Either way, there’s still the fallout from this election to deal with. Given their autopsy from 2012, this still means the Republicans probably do nothing. They won’t moderate their positions, try to move toward the center, or anything that would approach a positive development. They’ll just blame Trump as a flawed candidate and pretend that Jeb or Marco or Ted would have done it up right.

On the other hand, Clinton may snake-charm the Republicans into actually getting some things done anyway. Her husband’s terms were marked by a real drive to do business in a way that we haven’t seen since (with a few fleeting exceptions), and one expects that Hillary Clinton will push for the same sort of action.

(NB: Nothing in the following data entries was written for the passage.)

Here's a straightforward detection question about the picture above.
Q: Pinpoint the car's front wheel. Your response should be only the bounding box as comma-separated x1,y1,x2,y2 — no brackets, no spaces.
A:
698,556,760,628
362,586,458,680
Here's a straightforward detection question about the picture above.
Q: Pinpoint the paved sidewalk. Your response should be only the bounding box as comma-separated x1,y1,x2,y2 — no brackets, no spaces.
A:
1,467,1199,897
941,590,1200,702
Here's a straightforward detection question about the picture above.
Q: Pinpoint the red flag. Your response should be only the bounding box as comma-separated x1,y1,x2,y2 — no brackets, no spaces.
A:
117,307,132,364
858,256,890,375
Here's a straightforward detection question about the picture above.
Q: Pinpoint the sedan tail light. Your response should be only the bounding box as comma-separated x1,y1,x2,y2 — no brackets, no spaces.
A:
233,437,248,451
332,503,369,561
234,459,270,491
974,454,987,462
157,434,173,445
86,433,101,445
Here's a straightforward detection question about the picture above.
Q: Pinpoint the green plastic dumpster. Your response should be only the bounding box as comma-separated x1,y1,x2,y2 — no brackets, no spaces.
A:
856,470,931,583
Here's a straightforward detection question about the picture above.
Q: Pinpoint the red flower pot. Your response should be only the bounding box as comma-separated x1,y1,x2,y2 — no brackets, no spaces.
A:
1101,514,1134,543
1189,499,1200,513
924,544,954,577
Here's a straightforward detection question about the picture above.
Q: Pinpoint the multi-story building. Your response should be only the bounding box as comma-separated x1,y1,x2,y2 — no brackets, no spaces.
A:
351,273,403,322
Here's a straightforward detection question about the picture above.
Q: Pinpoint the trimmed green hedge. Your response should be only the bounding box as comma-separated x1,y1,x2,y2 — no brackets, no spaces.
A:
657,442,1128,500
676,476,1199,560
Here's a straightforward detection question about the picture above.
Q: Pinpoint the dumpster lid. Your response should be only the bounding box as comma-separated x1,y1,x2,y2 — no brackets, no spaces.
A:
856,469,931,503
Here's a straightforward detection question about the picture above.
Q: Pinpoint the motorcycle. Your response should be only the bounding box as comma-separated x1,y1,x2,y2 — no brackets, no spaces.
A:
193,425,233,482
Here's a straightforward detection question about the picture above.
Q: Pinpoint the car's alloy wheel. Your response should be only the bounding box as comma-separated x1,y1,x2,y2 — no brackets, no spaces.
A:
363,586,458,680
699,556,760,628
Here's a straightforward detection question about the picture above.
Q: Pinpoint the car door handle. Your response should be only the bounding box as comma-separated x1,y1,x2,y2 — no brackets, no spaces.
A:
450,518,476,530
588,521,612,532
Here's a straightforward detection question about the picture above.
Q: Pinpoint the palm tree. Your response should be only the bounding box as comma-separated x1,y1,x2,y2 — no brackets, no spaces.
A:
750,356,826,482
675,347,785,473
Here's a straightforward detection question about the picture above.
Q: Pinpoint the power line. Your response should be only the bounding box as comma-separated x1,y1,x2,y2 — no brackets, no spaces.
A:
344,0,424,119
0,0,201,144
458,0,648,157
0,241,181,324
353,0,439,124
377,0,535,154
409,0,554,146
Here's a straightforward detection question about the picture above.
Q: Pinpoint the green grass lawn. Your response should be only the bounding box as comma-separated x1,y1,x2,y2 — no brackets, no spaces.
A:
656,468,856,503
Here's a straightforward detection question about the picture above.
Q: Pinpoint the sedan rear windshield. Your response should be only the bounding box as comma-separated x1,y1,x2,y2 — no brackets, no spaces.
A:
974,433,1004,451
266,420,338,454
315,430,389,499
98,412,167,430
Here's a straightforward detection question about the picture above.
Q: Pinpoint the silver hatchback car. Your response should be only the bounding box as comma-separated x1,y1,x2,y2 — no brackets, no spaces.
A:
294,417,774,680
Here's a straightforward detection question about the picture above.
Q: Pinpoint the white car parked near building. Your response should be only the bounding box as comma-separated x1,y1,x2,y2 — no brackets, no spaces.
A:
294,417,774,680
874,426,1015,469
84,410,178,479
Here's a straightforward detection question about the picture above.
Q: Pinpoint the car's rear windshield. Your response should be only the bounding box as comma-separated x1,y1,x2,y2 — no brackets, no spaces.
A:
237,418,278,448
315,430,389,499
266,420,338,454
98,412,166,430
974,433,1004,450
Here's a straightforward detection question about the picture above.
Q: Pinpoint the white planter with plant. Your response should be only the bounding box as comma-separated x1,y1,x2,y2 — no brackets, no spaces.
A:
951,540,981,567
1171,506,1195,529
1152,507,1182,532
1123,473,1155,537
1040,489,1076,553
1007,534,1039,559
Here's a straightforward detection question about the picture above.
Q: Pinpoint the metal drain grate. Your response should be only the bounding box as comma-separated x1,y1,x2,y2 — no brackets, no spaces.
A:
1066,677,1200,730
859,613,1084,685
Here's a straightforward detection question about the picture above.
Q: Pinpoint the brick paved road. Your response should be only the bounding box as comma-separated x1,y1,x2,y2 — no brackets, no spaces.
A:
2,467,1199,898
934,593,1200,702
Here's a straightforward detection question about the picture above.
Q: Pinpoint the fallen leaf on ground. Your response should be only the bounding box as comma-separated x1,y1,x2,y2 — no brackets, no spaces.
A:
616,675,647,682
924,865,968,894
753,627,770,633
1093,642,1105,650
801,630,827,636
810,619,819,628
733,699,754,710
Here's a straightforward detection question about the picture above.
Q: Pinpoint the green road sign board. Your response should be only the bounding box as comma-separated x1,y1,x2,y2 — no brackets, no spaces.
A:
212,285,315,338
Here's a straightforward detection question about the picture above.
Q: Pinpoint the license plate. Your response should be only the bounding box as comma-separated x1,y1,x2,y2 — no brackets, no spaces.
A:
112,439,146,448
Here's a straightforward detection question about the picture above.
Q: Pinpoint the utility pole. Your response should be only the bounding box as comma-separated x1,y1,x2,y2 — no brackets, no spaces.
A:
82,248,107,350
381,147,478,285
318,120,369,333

The main impediment to this will be the same problem this election poses: what do you do with the wet blankets? Trump’s a wet blanket on this election in the same way that the Freedom Caucus is on the ability to move government forward (even if it means making compromises). The usual strategy for the Republicans to shift on issues would be:

  1. Amidst a muted protest, the Democrats pass a bill (say, immigration reform).
  2. The Republicans shut up about the bill.
  3. After a few years, they accept the new status quo and don’t get hammered for it.

Basically the opposite of what they did with the Affordable Care Act.

But with the wet blankets, they will constantly bitch and moan about the issue, try to shut down the government, work to have their allies primaried, and so on. And in order for someone like Paul Ryan to even gain the speakership, he has to give them some concessions (i.e., a microphone for them to yell into).

Probably, if they gave the Freedom Caucus the speakership, it wouldn’t take long for them to bungle it enough that it would return to a moderate. But the problem is the further damage that would inflict.

The real brass ring may be a 218-217 Congress, favoring the Republicans, with some moderate(s) threatening to go Democrat if the FC doesn’t FO. We probably won’t get that lucky, so we’ll just have to hope Hillary Clinton can motivate legislative action like her husband did.